Ogden Signs and Graphics (OSG), sister company of mackenzie EXHIBIT, is open for business in Ogden, UT. OSG is a full-service sign and graphic company located in the heart of Ogden with large-format capabilities, a millwork shop, a welding department, and in-house installers.
Established in 1987 as Pacific West Exhibit in Vancouver, mackenzie EXHIBIT first arrived in Ogden in 2007 with three employees. Unique clientele opportunities had given them the chance to expand from their home in British Columbia. Since then, mackenzie has grown to over 35 full-time employees and has expanded into signs and graphic design work with the newly-established OSG.
Todd Atkinson, the project coordinator for OSG – and vice president of operations for mackenzie – said the uniquely outdoor-focused Ogden community made them feel right at home.
“It was a great outdoor community to get involved with, full of growth potential, in a town that was realizing its future,” Atkinson said. “The Boyer Business Depot was in its infancy and 25th Street was evolving. It was a friendly, warm, small community that we could be involved in, immerse ourselves in, and be a part of, and still grow our businesses and raise our families.”
As mackenzie grew and became more recognized for the graphic design work they were doing on their exhibits, they started getting requests specifically for graphic design. OSG grew organically out of that desire to fulfill the needs of the community.
OSG’s most recent project involved the City’s new “wayfinding” signs visible throughout downtown Ogden. OSG had kept an eye on the Ogden City website, looking for opportunities to do work with the city. After they won the bid for the project, Leslie Martin, the sales manager for OSG, said their passion for Ogden drove their process.

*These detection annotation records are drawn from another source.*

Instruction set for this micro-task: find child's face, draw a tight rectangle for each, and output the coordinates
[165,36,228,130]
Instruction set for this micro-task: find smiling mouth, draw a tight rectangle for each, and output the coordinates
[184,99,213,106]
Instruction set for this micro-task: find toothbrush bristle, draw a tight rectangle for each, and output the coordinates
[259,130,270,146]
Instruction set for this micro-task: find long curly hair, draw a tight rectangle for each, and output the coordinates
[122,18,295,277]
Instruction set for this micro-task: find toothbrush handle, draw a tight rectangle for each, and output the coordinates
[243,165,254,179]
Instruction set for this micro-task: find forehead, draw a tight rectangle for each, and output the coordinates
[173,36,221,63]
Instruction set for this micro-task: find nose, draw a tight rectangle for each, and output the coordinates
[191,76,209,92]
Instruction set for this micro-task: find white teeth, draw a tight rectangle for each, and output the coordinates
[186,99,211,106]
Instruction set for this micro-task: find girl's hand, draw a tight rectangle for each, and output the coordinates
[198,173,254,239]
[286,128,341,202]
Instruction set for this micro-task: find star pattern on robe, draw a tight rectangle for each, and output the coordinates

“We love Ogden, so we were happy to keep the work for the project within the city,” Martin said. “Almost all of our suppliers were here in Ogden – there was one out of Salt Lake, but other than that, everything’s Ogden made, which we’re proud of.”

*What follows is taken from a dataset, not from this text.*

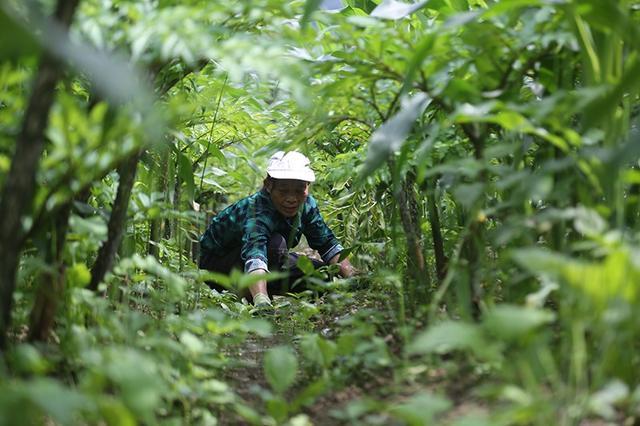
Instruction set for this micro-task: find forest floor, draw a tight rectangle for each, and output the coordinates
[212,282,487,425]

Their efforts paid off, as the response from the community has been overwhelmingly positive, according to Michelle Tierney, the marketing coordinator for OSG.
“I’ve actually had people make an effort to approach me, including friends and family, and say they’ve actually noticed them on the streets,” Tierney said. “A lot of people just brush by signs; they don’t really notice those things. But different people in the community have reached out to us to say, ‘They look really cool; they’re a nice addition to the city.’”
Atkinson said what stood out for the wayfinding signs project is the extent to which it was a group effort, from the powder coating to the metal work, and the riveting to the installation. It was as much a community project as it was an OSG project, and OSG plans to move forward with that community mind-set to become more of an establishment in the city.